Un’esposizione indaga un periodo di svolta culturale

Un dialogo tra minoranza e maggioranza

È in corso fino al 15 settembre la mostra Il Rinascimento parla ebraico. L’esposizione affronta uno dei periodi cruciali della storia culturale della Penisola, decisivo per la formazione dell’identità italiana, svelandoci un aspetto del tutto originale, quale la presenza degli ebrei e il fecondo dialogo culturale con la cultura cristiana di maggioranza. Opere pittoriche come la Sacra famiglia e famiglia del Battista (1504-1506) di Andrea Mantegna, la Nascita della Vergine (1502-1507) di Vittore Carpaccio e la Disputa di Gesù con i dottori del Tempio (1519-1525) di Ludovico Mazzolino, Elia e Eliseo del Sassetta, dove spuntano a sorpresa significative scritte in ebraico. Manoscritti miniati ebraici, di foggia e ricchezza rinascimentale, come la Guida dei perplessi di Maimonide (1349), acquistato dallo Stato italiano meno di un anno fa. O l’Arca Santa lignea più antica d’Italia, mai rientrata prima da Parigi, o il Rotolo della Torah di Biella, un’antichissima pergamena della Bibbia ebraica, ancora oggi usata nella liturgia sinagogale. Nel Rinascimento gli ebrei c’erano ed erano in prima fila, attivi e intraprendenti. Interpreti di una stagione che racchiude in sé esperienze multiple, incontri, scontri, momenti armonici e brusche cesure. Il MEIS racconta per la prima volta questo ricco e complesso confronto, grazie anche alla coinvolgente scenografia concepita dai progettisti dello studio GTRF di Brescia. Ricostruire tale intreccio di reciproche sperimentazioni significa riconoscere il debito della cultura italiana verso l’ebraismo ed esplorare i presupposti ebraici della civiltà rinascimentale.
Info: www.meisweb.it


EVENTO

Estate in musica sotto le stelle

Nato nel 1996 e ben presto riconosciuto come uno dei festival estivi più qualificati in Italia, “Ferrara sotto le Stelle” presenta ogni anno importanti nomi della musica italiana e internazionale, spaziando fra autori di fama mondiale e giovani talenti emergenti, senza distinzioni di generi.
Info: : www.ferrarasottolestelle.it


LIVE

Darsena: il giovedì aperitivo in note

Fino ad agosto ogni giovedì sera, a partire dalle 19, il tratto di Darsena di fronte Palazzo Savonuzzi si trasforma in una piazza sul fiume grazie agli aperitivi musicali organizzati dalla Scuola di Musica Moderna-Associazione Musicisti di Ferrara.
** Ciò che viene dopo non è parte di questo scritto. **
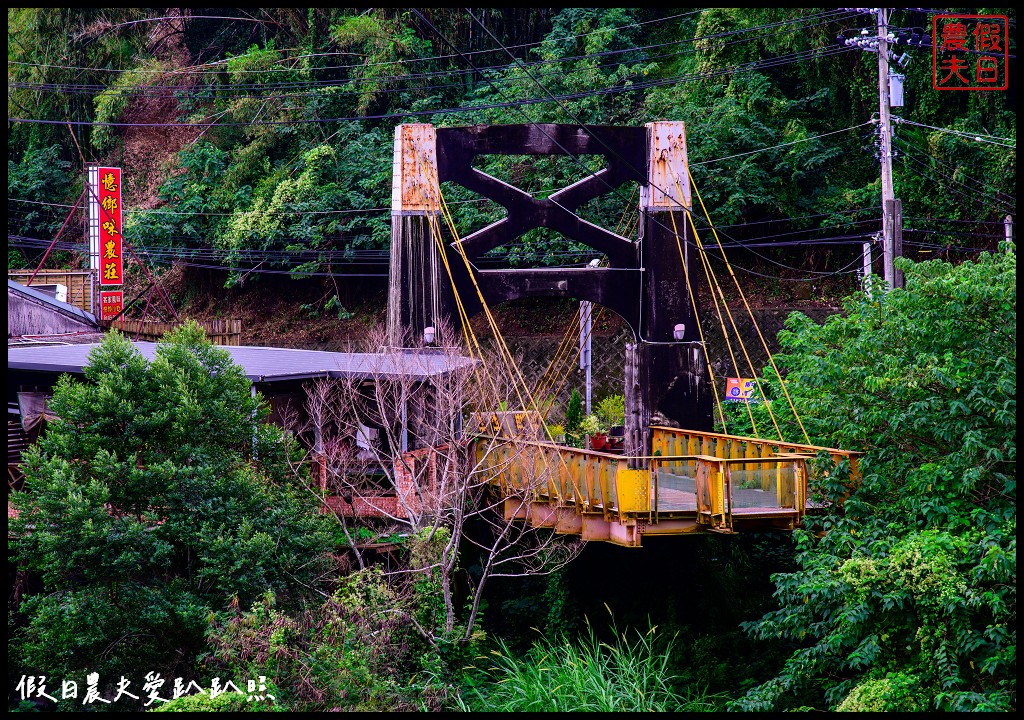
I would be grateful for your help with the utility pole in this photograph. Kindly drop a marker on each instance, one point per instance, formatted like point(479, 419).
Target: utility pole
point(891, 211)
point(885, 132)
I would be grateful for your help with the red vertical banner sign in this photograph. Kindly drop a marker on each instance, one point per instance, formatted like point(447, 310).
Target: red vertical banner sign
point(111, 259)
point(111, 303)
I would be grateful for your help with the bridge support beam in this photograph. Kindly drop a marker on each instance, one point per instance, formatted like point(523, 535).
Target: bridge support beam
point(420, 291)
point(673, 380)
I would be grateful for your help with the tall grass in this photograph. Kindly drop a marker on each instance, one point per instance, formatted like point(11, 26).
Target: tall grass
point(631, 675)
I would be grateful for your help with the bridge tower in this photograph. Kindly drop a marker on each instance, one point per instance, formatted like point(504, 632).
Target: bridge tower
point(644, 282)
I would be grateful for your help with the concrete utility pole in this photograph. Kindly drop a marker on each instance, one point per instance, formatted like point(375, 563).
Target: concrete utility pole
point(885, 133)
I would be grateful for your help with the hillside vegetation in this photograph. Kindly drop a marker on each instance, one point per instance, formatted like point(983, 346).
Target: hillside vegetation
point(258, 143)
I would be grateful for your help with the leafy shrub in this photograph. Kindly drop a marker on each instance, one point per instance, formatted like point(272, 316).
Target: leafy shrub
point(611, 411)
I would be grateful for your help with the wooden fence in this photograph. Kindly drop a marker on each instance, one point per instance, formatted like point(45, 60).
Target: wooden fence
point(220, 332)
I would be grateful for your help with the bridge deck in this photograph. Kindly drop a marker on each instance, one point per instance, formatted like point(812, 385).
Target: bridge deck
point(694, 482)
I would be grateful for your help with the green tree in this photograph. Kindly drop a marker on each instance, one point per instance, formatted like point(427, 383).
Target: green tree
point(158, 497)
point(905, 593)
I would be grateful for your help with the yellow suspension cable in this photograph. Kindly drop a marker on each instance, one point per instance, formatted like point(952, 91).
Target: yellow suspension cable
point(753, 319)
point(696, 316)
point(712, 286)
point(713, 282)
point(503, 347)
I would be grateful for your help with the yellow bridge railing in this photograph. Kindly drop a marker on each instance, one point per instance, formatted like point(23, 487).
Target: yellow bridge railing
point(694, 481)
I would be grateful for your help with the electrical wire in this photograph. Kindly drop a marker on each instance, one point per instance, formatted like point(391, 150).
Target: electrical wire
point(469, 109)
point(977, 137)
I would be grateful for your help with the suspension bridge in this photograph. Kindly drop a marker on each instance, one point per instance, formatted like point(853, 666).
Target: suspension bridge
point(675, 479)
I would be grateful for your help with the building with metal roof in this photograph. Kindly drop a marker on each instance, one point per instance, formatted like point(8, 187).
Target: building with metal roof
point(32, 312)
point(281, 375)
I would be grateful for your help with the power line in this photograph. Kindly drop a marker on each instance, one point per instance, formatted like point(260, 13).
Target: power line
point(783, 144)
point(468, 109)
point(977, 137)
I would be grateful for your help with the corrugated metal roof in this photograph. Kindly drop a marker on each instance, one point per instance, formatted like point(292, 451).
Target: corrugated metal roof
point(262, 364)
point(57, 305)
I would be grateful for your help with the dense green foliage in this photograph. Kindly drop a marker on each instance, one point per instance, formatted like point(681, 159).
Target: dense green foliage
point(159, 495)
point(630, 675)
point(905, 596)
point(294, 170)
point(160, 498)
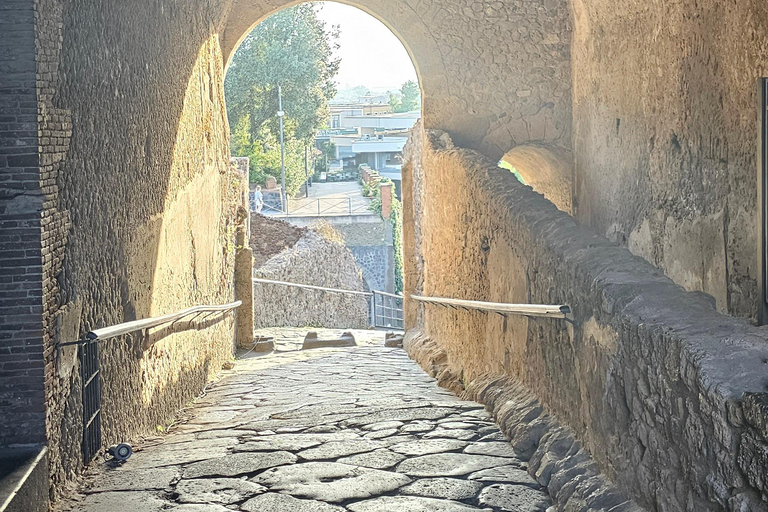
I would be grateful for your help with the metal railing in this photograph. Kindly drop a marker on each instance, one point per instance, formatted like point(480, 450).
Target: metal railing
point(537, 310)
point(388, 310)
point(385, 309)
point(311, 287)
point(89, 364)
point(328, 206)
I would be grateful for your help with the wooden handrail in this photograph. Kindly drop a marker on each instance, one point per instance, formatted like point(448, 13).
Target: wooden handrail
point(311, 287)
point(539, 310)
point(112, 331)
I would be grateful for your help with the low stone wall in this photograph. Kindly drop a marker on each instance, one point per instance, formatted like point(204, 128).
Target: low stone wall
point(556, 459)
point(314, 260)
point(667, 395)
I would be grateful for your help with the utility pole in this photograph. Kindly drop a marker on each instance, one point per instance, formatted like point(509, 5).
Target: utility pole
point(306, 169)
point(281, 114)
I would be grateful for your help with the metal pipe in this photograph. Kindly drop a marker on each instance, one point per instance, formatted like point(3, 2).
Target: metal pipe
point(281, 114)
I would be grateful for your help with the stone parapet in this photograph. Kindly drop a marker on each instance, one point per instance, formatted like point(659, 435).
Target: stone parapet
point(665, 393)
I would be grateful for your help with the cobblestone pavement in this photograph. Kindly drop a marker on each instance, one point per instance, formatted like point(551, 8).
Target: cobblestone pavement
point(359, 429)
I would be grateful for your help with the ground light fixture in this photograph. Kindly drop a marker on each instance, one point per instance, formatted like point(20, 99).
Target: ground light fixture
point(120, 452)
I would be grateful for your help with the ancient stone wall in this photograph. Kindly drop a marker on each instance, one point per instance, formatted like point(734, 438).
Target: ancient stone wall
point(138, 218)
point(667, 394)
point(22, 393)
point(314, 260)
point(372, 246)
point(665, 136)
point(493, 74)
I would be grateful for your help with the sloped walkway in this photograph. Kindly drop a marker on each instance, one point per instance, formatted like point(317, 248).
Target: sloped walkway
point(359, 429)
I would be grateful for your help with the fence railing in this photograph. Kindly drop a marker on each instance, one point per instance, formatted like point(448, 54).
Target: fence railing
point(89, 364)
point(328, 206)
point(388, 310)
point(385, 309)
point(538, 310)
Musica dal vivo con offerte enogastronomiche coordinate da Ferrara Rooms.
Info: www.emiliaromagnaturismo.it


MOSTRA

Troia: la fine della città, la nascita di un mito

Dopo la mostra “Lettere da Pompei” continua la collaborazione tra il Comune di Comacchio e il Museo Archeologico Nazionale di Napoli. Fino al 27 ottobre Palazzo Bellini sarà sede di una nuova esposizione temporanea, ispirata alla più antica opera scritta dell’Occidente: l’Iliade di Omero.
Il poema omerico, attorno al quale ruota la mostra, narra la prima “guerra mondiale”, uno scontro durato dieci anni che coinvolse i popoli del Mediterraneo e dell’Asia.
Un’attenta selezione di opere originali tra sculture, affreschi e vasi figurati, provenienti dal Museo Archeologico Nazionale di Napoli e dal Parco Archeologico dei Campi Flegrei, viene presentata in una cornice evocativa, con suggestioni che spaziano dall’epica al teatro, dalla realtà archeologica alla mitologia, dalla storia dell’arte alla letteratura.
Info: www.ferraraterraeacqua.it


OPERA

“Lirica in Castello”: in scena la Tosca

Dopo il grande successo ottenuto negli scorsi anni torna anche questa estate la “Lirica in Castello” con l’Orchestra Città di Ferrara e la regia e l’allestimento curati da Maria Cristina Osti. Nel cortile del Castello Estense, la sera del 4 luglio, andrà in scena la Tosca. Cesare Angelotti, nobiluomo, oppositore del Governo, evaso da Castel Sant’Angelo, trova rifugio nella chiesa di Sant’Andrea della Valle. Qui incontra il suo amico pittore Mario Cavaradossi che gli assicura aiuto e collaborazione. Il colloquio fra i due è interrotto dal sopraggiungere della cantante Floria Tosca, amante del pittore. Tosca lascia poi la chiesa e questo permette ai due amici di fuggire. Il resto della storia si sviluppa intorno al personaggio del barone Scarpia, capo della Polizia di Stato, venuto a conoscenza dell’intesa fra il fuggiasco ed il pittore.